The move has not hurt business, Taylor says. “We haven’t seen any effect on attrition rates” of subscribers. “I’m convinced that’s because the final published version [of articles] is superior,” and readers are willing to pay for that.

Bill Moran, publisher of the Science family of journals in Washington, D.C., says offering Plan S–compliant green open access is “an option we’re looking at.” But AAAS doesn’t know how many researchers would use that option and what its financial consequences would be, he says. Those answers might not come until 2024, when Plan S takes full effect. (Science‘s News section is editorially independent of AAAS.)

Other publishers think the approach would lead to a dire and unsustainable loss of subscription revenue. Selective journals employ professional editors and incur high costs even before a manuscript is accepted, says Steven Inchcoombe, chief publishing officer at Springer Nature in London, which publishes Nature.
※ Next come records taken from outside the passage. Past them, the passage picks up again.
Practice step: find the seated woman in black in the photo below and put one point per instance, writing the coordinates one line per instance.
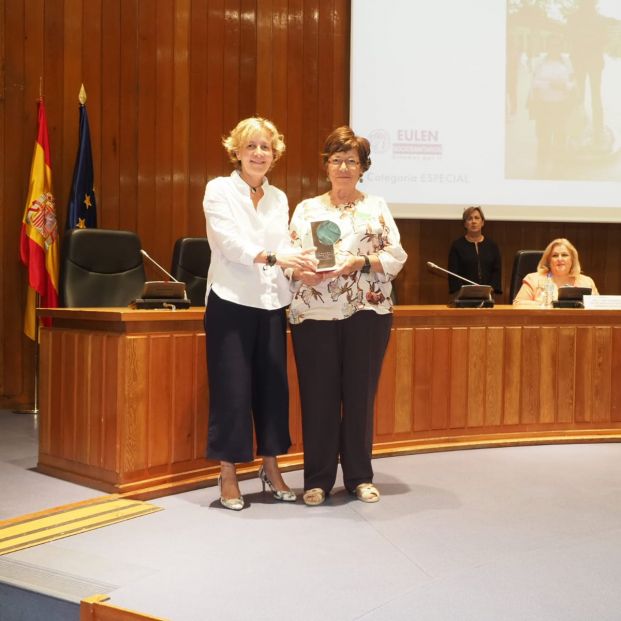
(474, 256)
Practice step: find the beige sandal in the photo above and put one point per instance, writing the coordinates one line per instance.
(314, 496)
(367, 492)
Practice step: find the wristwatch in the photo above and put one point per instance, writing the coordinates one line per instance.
(270, 260)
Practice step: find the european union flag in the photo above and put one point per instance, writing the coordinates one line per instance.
(82, 212)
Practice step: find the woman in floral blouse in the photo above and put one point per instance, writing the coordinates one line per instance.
(341, 320)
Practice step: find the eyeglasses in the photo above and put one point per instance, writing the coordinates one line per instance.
(337, 162)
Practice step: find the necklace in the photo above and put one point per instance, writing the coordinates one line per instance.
(253, 188)
(344, 206)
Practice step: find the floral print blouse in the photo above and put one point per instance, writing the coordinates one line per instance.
(367, 227)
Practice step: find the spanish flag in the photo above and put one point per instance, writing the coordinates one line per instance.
(38, 249)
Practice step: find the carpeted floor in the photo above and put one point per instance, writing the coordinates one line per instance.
(495, 534)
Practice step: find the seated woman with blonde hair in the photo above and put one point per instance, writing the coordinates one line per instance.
(559, 267)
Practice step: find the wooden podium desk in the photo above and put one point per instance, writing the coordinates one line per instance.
(124, 399)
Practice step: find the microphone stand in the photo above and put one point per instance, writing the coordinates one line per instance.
(466, 302)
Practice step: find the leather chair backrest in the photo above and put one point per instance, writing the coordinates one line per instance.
(525, 262)
(100, 267)
(190, 264)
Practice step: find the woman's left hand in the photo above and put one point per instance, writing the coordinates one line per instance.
(348, 265)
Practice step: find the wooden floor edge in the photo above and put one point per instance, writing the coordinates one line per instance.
(177, 483)
(96, 608)
(390, 449)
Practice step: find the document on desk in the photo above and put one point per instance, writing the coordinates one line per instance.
(602, 302)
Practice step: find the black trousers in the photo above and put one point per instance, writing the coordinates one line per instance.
(247, 375)
(339, 364)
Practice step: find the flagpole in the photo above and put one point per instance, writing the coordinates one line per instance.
(35, 408)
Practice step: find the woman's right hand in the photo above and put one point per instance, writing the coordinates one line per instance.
(310, 278)
(304, 260)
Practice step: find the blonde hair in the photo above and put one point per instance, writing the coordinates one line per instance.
(544, 263)
(247, 128)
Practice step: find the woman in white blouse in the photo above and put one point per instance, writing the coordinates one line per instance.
(559, 267)
(247, 226)
(341, 321)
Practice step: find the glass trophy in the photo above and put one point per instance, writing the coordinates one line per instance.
(325, 234)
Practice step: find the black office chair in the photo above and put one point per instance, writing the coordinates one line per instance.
(190, 264)
(525, 262)
(100, 267)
Green open access entails giving away that effort, he says, adding that its impact on subscriptions and revenue hasn’t been sufficiently tested on a large scale.

Unlike some other publishers, Springer Nature views gold open access as more sustainable, Inchcoombe says. The publisher is offering “offset” deals to universities that reduce subscription fees by the amount that the institution pays to publish its scientists’ articles open access. University libraries, however, worry about the rising costs of such deals.